Situação Geral dos Tribunais

Trabalhador em regime de acumulação não tem direito a descanso anual pago

     A Trabalhadora B (residente de Macau) foi contratada como bilheteira em regime de acumulação pela Companhia A entre 4 de Dezembro de 2003 e 24 de Março de 2012, auferindo uma remuneração no valor de MOP 20,00 por hora. No período em que prestou serviço na referida companhia, a B trabalhava 2 a 7,5 horas nos dias de trabalho e prestava normalmente 4,75 a 5,5 horas de serviço por dia. Além de trabalhar para a Companhia A, a B tinha ainda outro trabalho. Durante o tempo de serviço da B na empresa, a Companhia A nunca lhe deu descanso anual pago, nem lhe pagou qualquer compensação por descanso anual. A B desligou-se da empresa por vontade própria. A Companhia A já cessou a relação laboral com a B, mas, até à presente, não lhe pagou a compensação por descanso anual relativa ao período de trabalho da B na empresa, razão pela qual o Ministério Público deduziu acusação contra a Companhia A com processo de contravenção laboral.
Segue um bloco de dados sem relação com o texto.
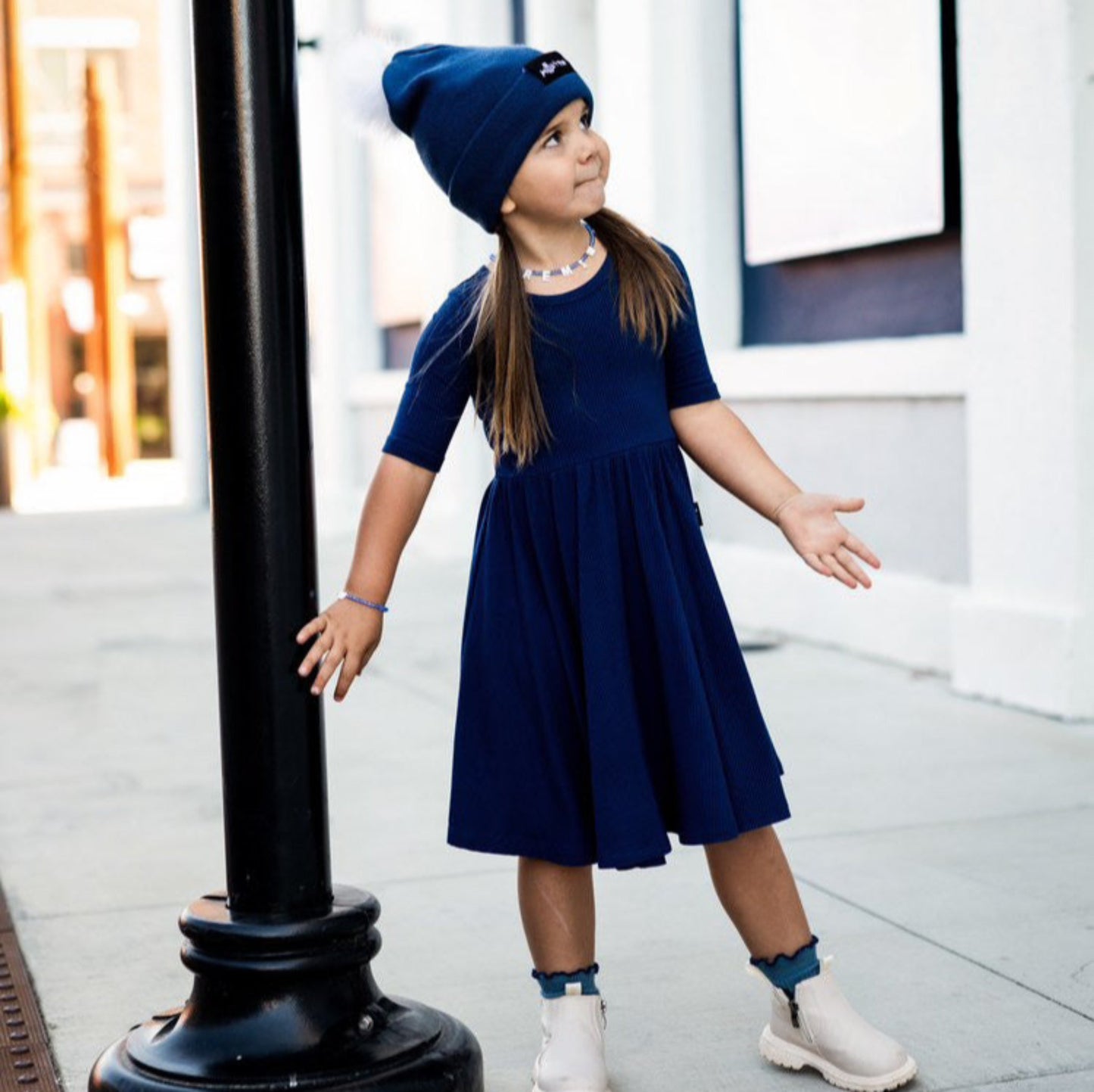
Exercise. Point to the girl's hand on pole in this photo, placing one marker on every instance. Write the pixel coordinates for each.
(809, 521)
(346, 633)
     A decisão do Tribunal Judicial de Base: a) Condena a arguida companhia A, pela prática duma contravenção pelos art. 21.º do D.L. n.º 24/89/M, art. 46.º e art. 75.º da Lei n.º 7/2008 《Lei das relações de trabalho》 e punidas pelo art. 85.º, n.º 3, al. 4 do mesmo diploma, na pena de MOP$6.200 de multa; b) Condena a arguida no pagamento à trabalhadora B duma indemnização relativa a descanso anual de MOP$16.769,80, com os juros legais.
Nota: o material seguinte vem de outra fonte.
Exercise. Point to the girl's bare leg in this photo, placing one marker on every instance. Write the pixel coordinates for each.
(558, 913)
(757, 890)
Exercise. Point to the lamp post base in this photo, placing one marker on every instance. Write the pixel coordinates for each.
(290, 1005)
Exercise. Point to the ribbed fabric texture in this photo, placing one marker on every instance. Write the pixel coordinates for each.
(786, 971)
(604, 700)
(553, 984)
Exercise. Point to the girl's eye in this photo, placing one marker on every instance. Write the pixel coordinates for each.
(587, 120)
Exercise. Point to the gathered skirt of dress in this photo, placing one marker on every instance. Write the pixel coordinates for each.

     A Companhia A interpôs recurso junto do Tribunal de Segunda Instância, alegando que o direito a descanso anual não se aplica aos trabalhadores em regime de acumulação e pedindo em particular que seja absolvida do delito de que foi acusada. Para além da revogação da decisão condenatória do Tribunal a quo referente à contravenção laboral, a recorrente pediu ainda que seja revogada a decisão relativa à indemnização.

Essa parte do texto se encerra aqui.